At this point, some of you might have noticed that I mentioned clients below the age of 12. According to the law, it is possible to have clients under the age of 12 if they have a parent or a guardian to represent them with legal papers. From the Kaggle source, we are not blessed with any further information so I am making an assumption this is the case. However, we will look further to make sure these children accounts are not suspicious.
In total, we have 28,382 accounts at this bank with 21 columns, including customer_id. Some key transformations I performed including the conversion of 'branch code' and 'customer_networth_category' to categorical variables, the encoding of 'gender' and 'occupation,' and converting 'city' to a category in order to meet input type requirement of further machine learning models, which you can read in a few days after this article.
Demographic Overview
The demographic landscape unfolds with a nuanced exploration of age distribution. The dataset mirrors a normal curve, with a mean age of 48, which is roughly the same average age of Canadian standing at 41. Interestingly, as mentioned above, the presence of clients aged 1 to 12 raises intriguing questions. While it's plausible for parents to open accounts for their children, considering the financial literacy levels of Canadians, further scrutiny is warranted. The standard deviation range, spanning 30.4 to 66.02 years, positions the majority of clients in a mature age group. This demographic characteristic not only hints at a client set that is likely to have dependents but also suggests an ideal market for advanced financial products like investment and insurance.

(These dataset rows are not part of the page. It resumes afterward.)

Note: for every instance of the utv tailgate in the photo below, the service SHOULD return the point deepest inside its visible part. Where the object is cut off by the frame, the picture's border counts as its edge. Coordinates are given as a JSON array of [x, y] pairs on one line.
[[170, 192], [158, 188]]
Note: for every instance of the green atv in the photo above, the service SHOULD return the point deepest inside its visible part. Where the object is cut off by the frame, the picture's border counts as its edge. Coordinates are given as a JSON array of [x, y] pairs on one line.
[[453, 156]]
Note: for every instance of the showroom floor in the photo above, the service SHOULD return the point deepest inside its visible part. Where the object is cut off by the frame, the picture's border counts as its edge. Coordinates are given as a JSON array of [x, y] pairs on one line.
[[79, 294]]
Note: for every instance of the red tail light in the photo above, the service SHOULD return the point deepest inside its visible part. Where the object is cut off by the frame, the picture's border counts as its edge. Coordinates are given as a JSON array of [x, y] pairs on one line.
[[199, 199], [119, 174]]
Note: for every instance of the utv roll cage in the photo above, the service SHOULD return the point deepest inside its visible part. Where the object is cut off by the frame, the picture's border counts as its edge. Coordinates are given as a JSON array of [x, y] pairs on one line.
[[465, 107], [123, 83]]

The examination of the vintage distribution, meaning the length of relationship between clients and our bank, adds another layer to our understanding. With a mean vintage of 2091 days, translating to approximately 5.7 years, we find ourselves at a juncture to draw parallels with US banks' average vintage of 17 years. This prompts two intriguing scenarios: either the bank is relatively new or is grappling with retention challenges. The kurtosis value of 2.93 warns us of potential outliers, urging a closer look into extreme values within the vintage data.

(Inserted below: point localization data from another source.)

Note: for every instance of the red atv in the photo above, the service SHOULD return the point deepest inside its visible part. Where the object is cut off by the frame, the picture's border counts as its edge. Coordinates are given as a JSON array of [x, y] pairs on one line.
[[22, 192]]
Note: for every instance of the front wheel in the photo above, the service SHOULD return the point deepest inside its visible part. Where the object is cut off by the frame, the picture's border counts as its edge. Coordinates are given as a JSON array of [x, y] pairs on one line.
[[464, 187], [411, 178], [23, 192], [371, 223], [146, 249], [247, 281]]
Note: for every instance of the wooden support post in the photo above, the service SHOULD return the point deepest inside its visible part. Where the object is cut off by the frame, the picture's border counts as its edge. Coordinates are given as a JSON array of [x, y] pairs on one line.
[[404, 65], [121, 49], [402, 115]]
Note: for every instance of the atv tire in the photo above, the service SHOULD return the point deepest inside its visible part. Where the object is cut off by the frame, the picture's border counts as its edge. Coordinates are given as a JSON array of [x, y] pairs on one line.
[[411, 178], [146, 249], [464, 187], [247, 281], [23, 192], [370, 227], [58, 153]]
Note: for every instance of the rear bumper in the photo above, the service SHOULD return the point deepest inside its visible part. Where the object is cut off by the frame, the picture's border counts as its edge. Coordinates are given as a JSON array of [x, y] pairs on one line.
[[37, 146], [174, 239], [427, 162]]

Temporal Patterns Analysis
Our journey through the dataset's temporal dimensions sheds light on intriguing patterns in transaction timestamps. The concentration of transactions in the last 60 days of the extraction year emphasizes the significance of this period. Furthermore, the examination of Day_of_Week patterns reveals a preference for transactions on Tuesdays, aligning with conventional banking activity. In contrast, weekends witness a dip in transaction volume, with Saturday and Sunday emerging as the less favored days for financial interactions.
Client Profile and Net Worth Analysis
A meticulous examination of the client profile uncovers fascinating aspects of the bank's customer base. The prevalence of "self-employed" clients positions this bank as an unusual retail model. The notable gender imbalance, with males constituting 59.4% of the clientele, raises questions about the bank's outreach and customer acquisition strategies.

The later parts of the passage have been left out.